I’ve been staying in nice hotels, eating amazing food, seeing the most amazing sights and experiencing the most amazing experiences. I’ve touched baby elephants at the Elephant Orphanage and fed giraffes at the Giraffe Center in Kenya, seen lions and even a leopard at the Ruaha Game Park in Tanzania, and swam and snorkeled in the beautiful Lake Malawi.

(Picture: A young elephant at the Elephant Orphanage throwing dirt into the air. I actually got to touch him!!)

To be honest, I’ve struggled a lot with feeling that I’m not really a genuine missionary. I’m not going out to unreached villages doing medical missionary work, like the Fishers and their student missionaries are. I’m not teaching English as a Second Language to the people of Congo and Tanzania, like another one of Fisher’s student missionaries is doing. I’m not foraging over washed-out jungle roads to drill wells and bring clean, pure water to the Congolese, as Rittenours are doing. I’m not even directly involved in the work of training new Adventists, solidifying their understanding of biblical truth, as my host family (the Mosiers) does.

(Picture: At the Giraffe Center. These beautiful creatures would come so close we could feed and pet them.

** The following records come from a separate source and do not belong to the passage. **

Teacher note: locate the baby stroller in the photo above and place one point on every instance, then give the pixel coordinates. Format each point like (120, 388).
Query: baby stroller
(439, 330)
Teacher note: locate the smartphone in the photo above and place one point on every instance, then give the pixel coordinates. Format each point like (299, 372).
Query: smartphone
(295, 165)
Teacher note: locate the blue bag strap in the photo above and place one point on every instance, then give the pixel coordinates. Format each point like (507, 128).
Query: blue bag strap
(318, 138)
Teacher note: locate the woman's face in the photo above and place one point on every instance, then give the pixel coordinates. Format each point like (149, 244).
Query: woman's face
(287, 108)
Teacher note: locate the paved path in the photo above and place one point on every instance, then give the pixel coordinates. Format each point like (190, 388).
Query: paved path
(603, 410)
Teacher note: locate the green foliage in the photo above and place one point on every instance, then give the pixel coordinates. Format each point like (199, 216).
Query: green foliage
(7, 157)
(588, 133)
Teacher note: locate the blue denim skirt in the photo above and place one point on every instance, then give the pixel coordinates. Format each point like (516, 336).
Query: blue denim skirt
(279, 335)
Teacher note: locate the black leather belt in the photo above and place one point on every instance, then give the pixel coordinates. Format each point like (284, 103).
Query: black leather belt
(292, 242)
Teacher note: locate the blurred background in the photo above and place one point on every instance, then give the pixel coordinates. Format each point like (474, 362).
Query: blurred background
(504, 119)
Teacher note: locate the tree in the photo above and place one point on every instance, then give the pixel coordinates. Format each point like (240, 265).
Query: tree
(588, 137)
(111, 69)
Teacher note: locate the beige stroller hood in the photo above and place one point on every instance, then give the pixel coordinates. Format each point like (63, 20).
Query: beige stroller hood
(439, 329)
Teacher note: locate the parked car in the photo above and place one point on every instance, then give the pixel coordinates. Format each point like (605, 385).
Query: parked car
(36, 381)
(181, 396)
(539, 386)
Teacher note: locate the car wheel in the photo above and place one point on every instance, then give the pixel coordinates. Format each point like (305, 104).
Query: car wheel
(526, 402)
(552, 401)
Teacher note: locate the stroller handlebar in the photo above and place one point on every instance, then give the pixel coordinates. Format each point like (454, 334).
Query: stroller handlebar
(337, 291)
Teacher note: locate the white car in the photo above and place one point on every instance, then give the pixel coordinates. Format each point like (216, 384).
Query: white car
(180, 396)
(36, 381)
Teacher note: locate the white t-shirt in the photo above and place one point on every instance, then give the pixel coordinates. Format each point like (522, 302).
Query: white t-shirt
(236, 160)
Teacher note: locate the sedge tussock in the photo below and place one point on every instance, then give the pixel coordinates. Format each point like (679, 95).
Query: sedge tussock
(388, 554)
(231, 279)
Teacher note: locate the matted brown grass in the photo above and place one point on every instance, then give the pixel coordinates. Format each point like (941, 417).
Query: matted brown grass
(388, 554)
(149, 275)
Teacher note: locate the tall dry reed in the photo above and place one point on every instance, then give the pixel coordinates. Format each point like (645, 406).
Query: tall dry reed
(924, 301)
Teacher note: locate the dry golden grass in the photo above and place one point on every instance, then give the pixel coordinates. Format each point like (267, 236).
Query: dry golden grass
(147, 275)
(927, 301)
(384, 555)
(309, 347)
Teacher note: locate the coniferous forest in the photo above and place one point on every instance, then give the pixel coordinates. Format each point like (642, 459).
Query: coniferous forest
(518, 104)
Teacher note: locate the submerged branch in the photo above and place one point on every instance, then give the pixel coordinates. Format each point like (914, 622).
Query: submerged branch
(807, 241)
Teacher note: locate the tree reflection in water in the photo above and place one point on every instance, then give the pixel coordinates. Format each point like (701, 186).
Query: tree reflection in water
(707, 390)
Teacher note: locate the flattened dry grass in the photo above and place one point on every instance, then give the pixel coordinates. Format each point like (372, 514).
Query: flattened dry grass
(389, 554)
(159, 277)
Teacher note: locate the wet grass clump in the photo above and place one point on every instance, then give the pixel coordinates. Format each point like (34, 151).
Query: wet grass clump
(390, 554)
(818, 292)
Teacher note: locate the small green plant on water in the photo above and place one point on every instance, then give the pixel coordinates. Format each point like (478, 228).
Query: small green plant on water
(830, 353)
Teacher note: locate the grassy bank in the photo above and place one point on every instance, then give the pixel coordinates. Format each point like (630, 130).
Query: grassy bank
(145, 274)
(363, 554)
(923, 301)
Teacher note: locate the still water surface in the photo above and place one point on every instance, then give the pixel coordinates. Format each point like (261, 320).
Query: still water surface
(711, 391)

I even got a couple kisses out of one of them!)

“I mean, I could have stayed in America and been a teacher of American children and helped you and dad in the office for our family-owned business, and I would have been doing about the same work as I’m doing here now,” I complained to my mom once. Then one day, when I was again feeling discouraged, I came across the following quote:

“Let not your thought or your words be, ‘O that I had a larger work! O that I were in this or that position!’ Do your duty where you are. Make the best investments possible with your entrusted gift in the very place where your work will count the most before God…. Be not envious of the talents of others, for that will not increase your ability to do a good or a great work. Use your gift in meekness, in humility, in trusting faith, and wait till the day of reckoning, and you will have no cause for grief or shame….like vessels of various dimensions we are placed in the house of the Lord; but it is not expected that the smaller vessels will contain all that the larger ones hold. All that is required is that the vessel shall be full and hold according to its ability. If you perform faithfully the duties in your path you will be an acceptable servant, an honored vessel.” That I May Know Him, p. 329.

(Picture: A wild lion spotted at the Ruaha game park and photographed from the open truck bed just 20 feet away.)



Oh, what an encouragement. I know beyond a shadow of a doubt that the Lord was the One who opened the doors to bring me to Africa. I have to trust, then, that the work He has set before me here, however insignificant and unimportant it might seem, is important in His eyes. Truly, someone has to do the indirect missionary work in order that others can be freed up to do the direct missionary work.

(Picture: The beautiful Lake Malawi. One of the nicest beaches I’ve ever been to!)


Dear readers, wherever you are, whatever seemingly lowly or elevated position might be yours, you are doing an important work for the Lord. Some of you might be working for Him in America. Some may be working in foreign mission fields. But wherever the Lord has you, I encourage you to “be faithful in that which is least.” You may never know till heaven how great your seemingly small contributions are.